名門、ヤンキースに移籍したイチロー。その雰囲気は「理想的」だという 【写真は共同】

 8月1日(日本時間2日)、デーゲームの取材を終えて帰ろうとすると、ヤンキー・スタジアムの広いコンコースで、子どもたちが野球をしていた。
 おそらく、選手や関係者の子どもだと思うが、よく見ると、ピッチャーをしているのはマーク・テシェイラだった。

 名門、ニューヨーク・ヤンキース。

 外からは見たことがあったが、これまで中からチームを見る機会はなかった。選手らのプライドが高く、取材をするにも敷居が高いのかと思ったが、そんなテシェイラの姿はイメージを変えた。

 では、もっと内側――選手から見たヤンキースはどんなチームなのか。移籍から約2週間。イチローの言葉をたどっていくと、それが垣間見える。

勝っても負けても変わらない「理想的」な雰囲気

 まず、クラブハウスの雰囲気。移籍初日の試合後、「今日一日だけですけど」と断った上で、こう話した。

「ここに流れている空気っていうのは、ダグアウトもそうですけど、もの凄く落ち着いた空気で、気持ち良かったですね。静かなわけではない、ただ、ガチャガチャうるさいだけではない。そのバランスが、好みだと僕は感じました」

 同じような話は、ニューヨークでの初日にも口にしている。

「クラブハウスの空気っていうのは理想的。

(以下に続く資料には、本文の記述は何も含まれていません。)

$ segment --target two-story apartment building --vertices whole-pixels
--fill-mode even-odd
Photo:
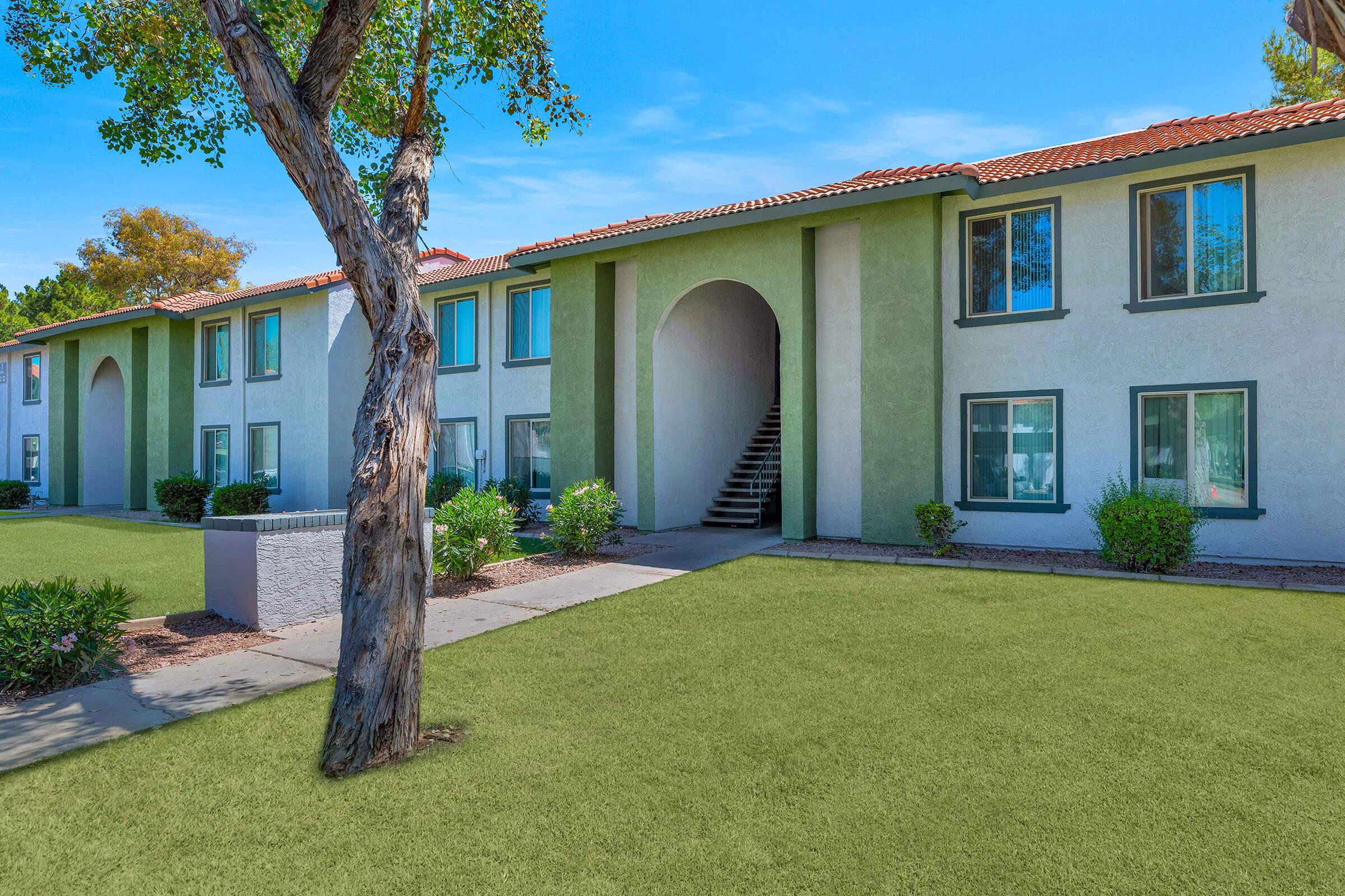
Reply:
[[[642,529],[752,524],[768,482],[788,539],[912,543],[933,497],[967,541],[1067,548],[1120,473],[1189,488],[1212,555],[1345,560],[1342,138],[1334,99],[434,250],[436,463],[604,476]],[[112,317],[19,337],[54,502],[121,433],[126,502],[195,466],[344,504],[369,334],[339,271]]]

このアメリカという国でクラブハウスの中であれだけ落ち着いた、動じない空気というか、おそらく勝っても負けても気持ちが大きく動かないであろうというようなことを想像させる」

 比較するのがマリナーズしかないが、確かにマリナーズの場合、勝った場合と負けた場合の試合後の雰囲気はまるで違う。勝つと音楽が鳴り響き、負けると音楽はない。

 選手の対応も、勝っても負けても変わらなかった。例えば、28日(日本時間29日)のレッドソックス戦では同点とした直後の9回に、カーティス・グランダーソンのミスで試合を落としたが、グランダーソンは試合後、30〜40人のメディアに囲まれながらも、淡々と取材に答えている。その4日後、今度は本塁打を打って囲まれたが、グランダーソンの声のトーンは一緒だった。